Chaque geste compte en classe lorsqu’on voit l’apprentissage de la lecture comme une façon de forger son identité. S’ils ont un modèle authentique de lecteur, de lectrice, devant eux, les élèves nous font confiance et s’engagent davantage parce qu’ils voient que notre discours est authentique.

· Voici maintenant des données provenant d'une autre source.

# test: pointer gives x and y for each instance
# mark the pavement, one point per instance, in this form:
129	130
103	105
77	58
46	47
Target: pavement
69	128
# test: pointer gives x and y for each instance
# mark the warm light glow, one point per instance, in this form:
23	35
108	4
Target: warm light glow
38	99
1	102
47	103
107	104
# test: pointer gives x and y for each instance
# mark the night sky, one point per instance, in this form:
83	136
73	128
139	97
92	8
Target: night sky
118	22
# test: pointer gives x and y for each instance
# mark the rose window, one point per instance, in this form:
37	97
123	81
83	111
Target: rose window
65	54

Quand Violette, dans son livre informatif « Tout sur Martine Arpin », écrit un chapitre qui a pour titre: La passion de la lecture, quand je lis Mon arbre, nouveauté de Marianne Dubuc, et qu’à la page où il y a une taupe qui adore les livres, plusieurs élèves s’exclament «Comme toi! », et quand un élève apporte de la maison un livre choisi avec soin pour un autre, alors je sais que j’ai trouvé l’équilibre entre la technique, la compréhension et l’amour de la lecture. Dans cette classe, Nous sommes lecteurs. Ça fait partie de notre identité. C’est la seule façon non seulement d’apprendre à lire, mais aussi de créer des lecteurs pour la vie, que leur plaisir de lire puisse vivre en dehors des murs de l’école.